String concatenation and splitting

String concatenation

When working with text data you often want to stick pieces of text together or split them apart. This can be achieved using the paste() and strsplit() functions.

Sticking string variables together is called string concatenation. In the example below we can concatenate the string variables x and y by providing the variable names as the arguments in the function.


Input:
x <- 'one string'
y <- 'two strings'
con <- paste(x,y)
print(con)

Output:
[1] "one string two strings"

In the example above the two string variables are separated by whitespace (a space) as the default separator. If we want to control what is placed between the two string variables to separate them we add a third argument to the paste function sep= then add a string to separate them. If you do not want anything to separate your string variables you need to use "" otherwise whitespace will be added by default.


Input:
conSep <- paste(x,y,sep=" - ")
print(conSep)

Output:
[1] "one string - two strings"

String splitting

To split a string variable we use the strsplit() function. This function requires at least two arguments, the first is the string variable to be split and the second is the character(s) on which to split the string.

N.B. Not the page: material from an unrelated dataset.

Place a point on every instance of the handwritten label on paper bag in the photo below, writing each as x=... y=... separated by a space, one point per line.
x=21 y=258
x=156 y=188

In the example below we split the string variable con using the whitespace as the split point. The split string is returned as a list of string variables (see the lists section for more information on handling list format data)


Input:
print(con)
splt <- strsplit(con, " ")
print(splt)

Output:
[1] "one string two strings"
[[1]]
[1] "one"     "string"  "two"     "strings"

The example above returned all of the words individually. In the example below we split the conSep variable with the hyphen between the words using the hyphen as a unique split point to return the original two pieces of text.


Input:
print(conSep)
spltSep <- strsplit(conSep, " - ")
print(spltSep)

Output:
[1] "one string - two strings"
[[1]]
[1] "one string"  "two strings"